Le président russe, Vladimir Poutine, a parlé d’Evguéni Prigojine comme d’un homme au « destin compliqué ».

En juin, il avait qualifié le chef du groupe Wagner de « traître » après que ce dernier eut orchestré une opération surprise sur le sol russe pour protester contre l’intégration projetée de ses troupes à l’armée régulière.

L’avancée militaire, interrompue à quelques centaines de kilomètres au sud de Moscou, avait été largement perçue comme un affront au président russe, qui a fait disparaître plusieurs de ses critiques par le passé.

« La rébellion organisée par Prigojine revenait en quelque sorte à empoigner un tigre par la queue. Il a grandement surestimé sa capacité à contrôler les évènements et son influence sur l’armée et les forces de sécurité », note Eugene Rumer, analyste du Carnegie Endowment for International Peace.

M. Rumer considère l’hypothèse d’une revanche du président russe comme crédible, bien qu’il risque d’être impossible de la confirmer en raison de l’« opacité » entourant le fonctionnement du régime.

Vladimir Poutine a fait allusion jeudi à l’enquête engagée par les autorités russes pour faire la lumière sur l’écrasement de l’avion en assurant qu’elle serait « sans doute » menée à terme avec rigueur.

« L’enquête va donner ce que le Kremlin veut qu’elle donne », prévient M. Rumer, qui doute de la possibilité que le groupe Wagner disparaisse purement et simplement même si plusieurs de ses dirigeants étaient apparemment à bord de l’avion.

L’organisation de mercenaires, très présente en Afrique, a rendu de nombreux services au président russe, qui voudra sans doute continuer de l’utiliser « en lui donnant peut-être un autre nom et de nouveaux dirigeants », dit M. Rumer.

« Pas un hasard »

Quoi qu’il advienne sur ce plan, la mort d’Evguéni Prigojine envoie un message clair, dit-il, à toute personne qui voudrait contester le pouvoir du chef de l’État.

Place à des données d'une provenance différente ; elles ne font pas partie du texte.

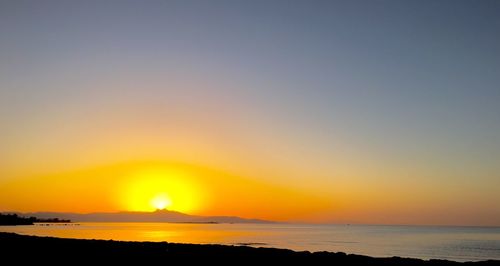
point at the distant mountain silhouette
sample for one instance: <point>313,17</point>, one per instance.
<point>156,216</point>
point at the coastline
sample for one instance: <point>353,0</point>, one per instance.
<point>54,250</point>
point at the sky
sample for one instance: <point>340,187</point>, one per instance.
<point>383,112</point>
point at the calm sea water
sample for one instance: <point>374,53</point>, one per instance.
<point>426,242</point>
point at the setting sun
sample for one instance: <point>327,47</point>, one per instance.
<point>158,189</point>
<point>161,201</point>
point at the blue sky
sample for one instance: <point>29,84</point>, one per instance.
<point>297,89</point>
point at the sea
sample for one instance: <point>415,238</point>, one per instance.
<point>455,243</point>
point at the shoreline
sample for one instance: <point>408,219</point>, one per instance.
<point>52,249</point>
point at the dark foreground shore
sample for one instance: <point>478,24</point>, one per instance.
<point>70,251</point>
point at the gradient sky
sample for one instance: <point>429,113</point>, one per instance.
<point>372,111</point>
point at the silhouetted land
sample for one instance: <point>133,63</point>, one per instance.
<point>69,251</point>
<point>14,219</point>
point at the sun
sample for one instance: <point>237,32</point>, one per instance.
<point>161,201</point>
<point>159,189</point>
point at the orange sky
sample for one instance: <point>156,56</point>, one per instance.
<point>386,112</point>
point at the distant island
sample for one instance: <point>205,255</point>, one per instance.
<point>158,216</point>
<point>15,219</point>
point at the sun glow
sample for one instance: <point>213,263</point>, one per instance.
<point>161,201</point>
<point>161,189</point>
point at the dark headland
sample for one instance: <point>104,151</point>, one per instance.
<point>70,251</point>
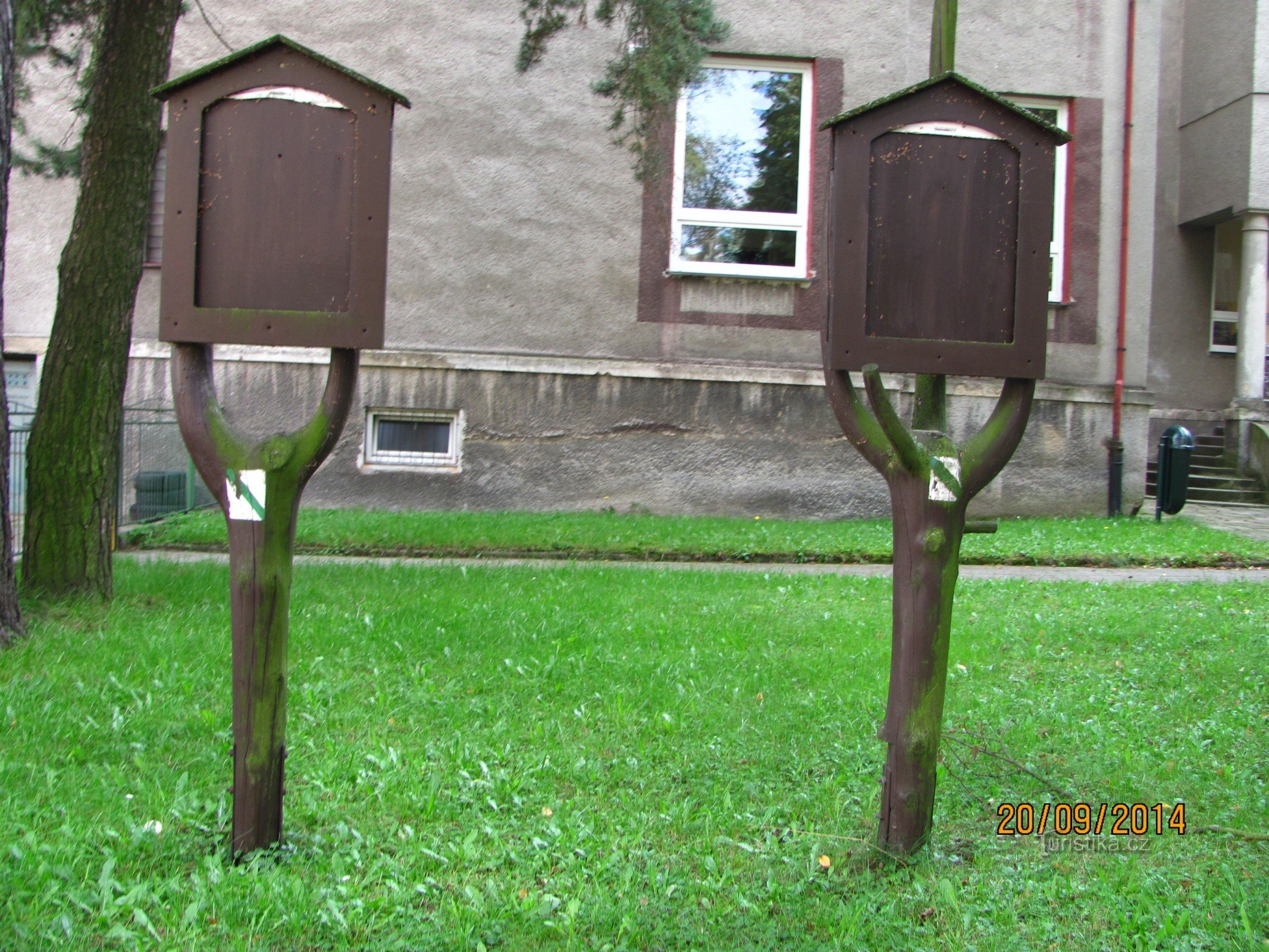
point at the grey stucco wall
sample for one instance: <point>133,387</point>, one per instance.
<point>516,224</point>
<point>1183,372</point>
<point>575,442</point>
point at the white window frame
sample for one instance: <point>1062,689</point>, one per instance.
<point>374,460</point>
<point>726,217</point>
<point>1057,245</point>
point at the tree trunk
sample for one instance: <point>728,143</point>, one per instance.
<point>927,562</point>
<point>932,481</point>
<point>74,451</point>
<point>11,619</point>
<point>261,560</point>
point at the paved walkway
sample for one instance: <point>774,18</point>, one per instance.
<point>1251,521</point>
<point>1033,573</point>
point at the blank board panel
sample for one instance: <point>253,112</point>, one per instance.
<point>943,238</point>
<point>254,172</point>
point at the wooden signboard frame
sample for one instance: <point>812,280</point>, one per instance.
<point>226,174</point>
<point>275,233</point>
<point>941,225</point>
<point>932,478</point>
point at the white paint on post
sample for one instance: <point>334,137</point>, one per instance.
<point>939,490</point>
<point>293,94</point>
<point>245,491</point>
<point>1253,305</point>
<point>957,130</point>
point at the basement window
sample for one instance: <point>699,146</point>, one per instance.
<point>154,224</point>
<point>413,440</point>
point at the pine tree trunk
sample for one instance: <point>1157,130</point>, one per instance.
<point>11,619</point>
<point>74,451</point>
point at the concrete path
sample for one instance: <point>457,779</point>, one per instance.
<point>1033,573</point>
<point>1251,521</point>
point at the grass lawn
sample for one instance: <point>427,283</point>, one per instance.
<point>594,758</point>
<point>1088,541</point>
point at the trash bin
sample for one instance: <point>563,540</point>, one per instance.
<point>1176,449</point>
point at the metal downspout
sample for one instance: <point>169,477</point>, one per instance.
<point>1114,490</point>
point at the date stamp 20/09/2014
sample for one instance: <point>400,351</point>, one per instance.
<point>1064,819</point>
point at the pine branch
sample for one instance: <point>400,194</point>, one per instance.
<point>664,45</point>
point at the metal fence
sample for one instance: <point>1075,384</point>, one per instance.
<point>156,475</point>
<point>20,432</point>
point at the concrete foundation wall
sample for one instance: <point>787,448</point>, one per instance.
<point>672,444</point>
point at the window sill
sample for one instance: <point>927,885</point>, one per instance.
<point>424,469</point>
<point>742,278</point>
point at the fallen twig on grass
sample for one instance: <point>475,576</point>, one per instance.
<point>983,746</point>
<point>1242,834</point>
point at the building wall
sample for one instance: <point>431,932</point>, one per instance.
<point>549,434</point>
<point>516,231</point>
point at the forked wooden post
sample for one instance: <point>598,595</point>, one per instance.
<point>262,528</point>
<point>932,481</point>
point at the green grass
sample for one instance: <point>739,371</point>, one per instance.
<point>1088,541</point>
<point>698,739</point>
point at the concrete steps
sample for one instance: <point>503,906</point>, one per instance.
<point>1210,479</point>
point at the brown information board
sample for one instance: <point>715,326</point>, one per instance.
<point>942,216</point>
<point>277,202</point>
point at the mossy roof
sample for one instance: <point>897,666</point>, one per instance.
<point>1060,135</point>
<point>170,87</point>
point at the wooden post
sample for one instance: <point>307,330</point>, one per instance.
<point>932,481</point>
<point>262,530</point>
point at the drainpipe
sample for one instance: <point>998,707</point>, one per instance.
<point>1114,490</point>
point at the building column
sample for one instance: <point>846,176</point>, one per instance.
<point>1253,293</point>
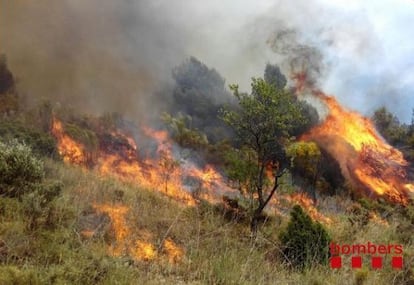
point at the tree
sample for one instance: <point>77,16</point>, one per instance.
<point>304,242</point>
<point>263,122</point>
<point>198,94</point>
<point>168,167</point>
<point>274,76</point>
<point>389,126</point>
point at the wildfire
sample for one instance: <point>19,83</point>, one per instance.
<point>305,202</point>
<point>125,244</point>
<point>159,170</point>
<point>70,150</point>
<point>363,155</point>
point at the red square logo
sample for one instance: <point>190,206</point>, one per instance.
<point>336,262</point>
<point>356,261</point>
<point>397,262</point>
<point>376,262</point>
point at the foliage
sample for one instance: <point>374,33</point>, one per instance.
<point>304,157</point>
<point>389,127</point>
<point>199,94</point>
<point>6,77</point>
<point>274,76</point>
<point>263,123</point>
<point>42,143</point>
<point>20,170</point>
<point>8,97</point>
<point>183,135</point>
<point>305,243</point>
<point>240,168</point>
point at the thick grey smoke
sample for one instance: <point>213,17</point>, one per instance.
<point>104,55</point>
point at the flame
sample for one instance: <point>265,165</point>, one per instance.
<point>70,150</point>
<point>161,171</point>
<point>144,251</point>
<point>174,252</point>
<point>305,202</point>
<point>125,244</point>
<point>363,155</point>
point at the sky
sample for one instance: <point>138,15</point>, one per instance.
<point>108,55</point>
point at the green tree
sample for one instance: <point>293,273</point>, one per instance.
<point>304,242</point>
<point>263,123</point>
<point>274,76</point>
<point>389,126</point>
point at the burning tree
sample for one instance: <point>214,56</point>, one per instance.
<point>263,122</point>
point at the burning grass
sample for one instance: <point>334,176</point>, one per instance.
<point>366,160</point>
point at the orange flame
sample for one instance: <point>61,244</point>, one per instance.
<point>363,155</point>
<point>126,245</point>
<point>70,150</point>
<point>163,173</point>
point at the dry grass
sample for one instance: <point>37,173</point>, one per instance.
<point>214,250</point>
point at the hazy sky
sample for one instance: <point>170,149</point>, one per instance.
<point>105,54</point>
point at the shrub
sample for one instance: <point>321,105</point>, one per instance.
<point>42,143</point>
<point>304,242</point>
<point>19,169</point>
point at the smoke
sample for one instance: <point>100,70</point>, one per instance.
<point>102,55</point>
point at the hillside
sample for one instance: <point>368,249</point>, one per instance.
<point>103,231</point>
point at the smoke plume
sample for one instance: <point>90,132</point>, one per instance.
<point>102,55</point>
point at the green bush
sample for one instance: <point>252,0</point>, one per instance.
<point>304,242</point>
<point>19,169</point>
<point>42,143</point>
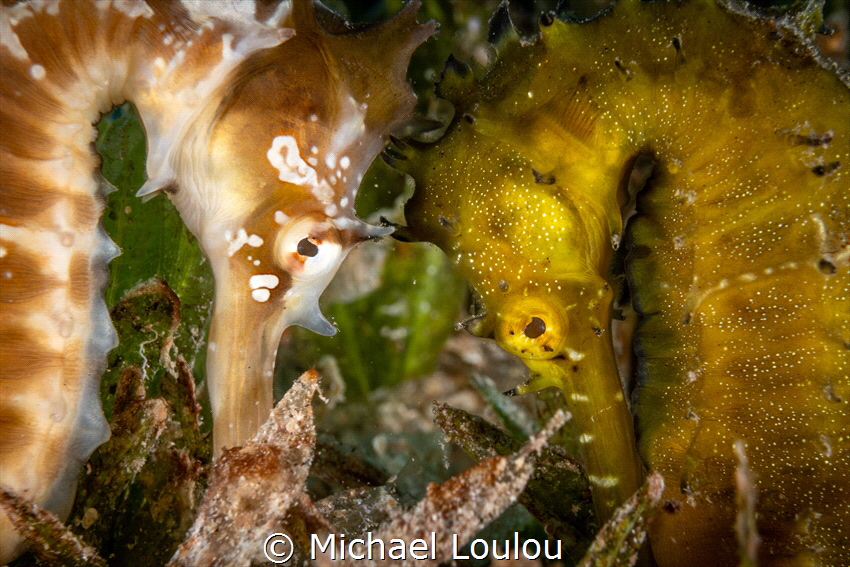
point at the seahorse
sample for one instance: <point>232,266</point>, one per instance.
<point>261,119</point>
<point>737,257</point>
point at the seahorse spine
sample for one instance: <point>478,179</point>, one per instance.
<point>259,142</point>
<point>738,254</point>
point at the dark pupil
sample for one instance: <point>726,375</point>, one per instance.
<point>536,328</point>
<point>307,248</point>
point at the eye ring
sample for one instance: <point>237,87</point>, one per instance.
<point>308,247</point>
<point>532,328</point>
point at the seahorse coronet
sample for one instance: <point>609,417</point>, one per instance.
<point>261,119</point>
<point>733,261</point>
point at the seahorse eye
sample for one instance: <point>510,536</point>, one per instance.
<point>308,248</point>
<point>533,328</point>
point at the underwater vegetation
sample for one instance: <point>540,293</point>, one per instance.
<point>693,323</point>
<point>734,257</point>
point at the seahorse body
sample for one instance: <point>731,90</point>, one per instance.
<point>737,257</point>
<point>260,124</point>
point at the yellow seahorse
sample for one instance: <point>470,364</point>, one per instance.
<point>260,124</point>
<point>737,256</point>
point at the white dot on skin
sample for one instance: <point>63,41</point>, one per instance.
<point>261,295</point>
<point>37,72</point>
<point>270,281</point>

Je ne vois personne dans l’appareil sécuritaire qui a le poids ou la volonté de le défier [Vladimir Poutine] à ce stade.

Eugene Rumer, analyste du Carnegie Endowment for International Peace

Dans la foulée de la déclaration du président américain, Joe Biden, qui avait noté que « peu de choses se passent en Russie sans que Poutine y soit pour quelque chose », d’autres capitales occidentales ont évoqué jeudi, par des commentaires ironiques, son rôle possible dans la mort du chef du groupe Wagner.

La ministre des Affaires étrangères française, Catherine Colonna, a déclaré selon l’Agence France-Presse que « le taux de mortalité parmi les proches de Poutine est particulièrement élevé ».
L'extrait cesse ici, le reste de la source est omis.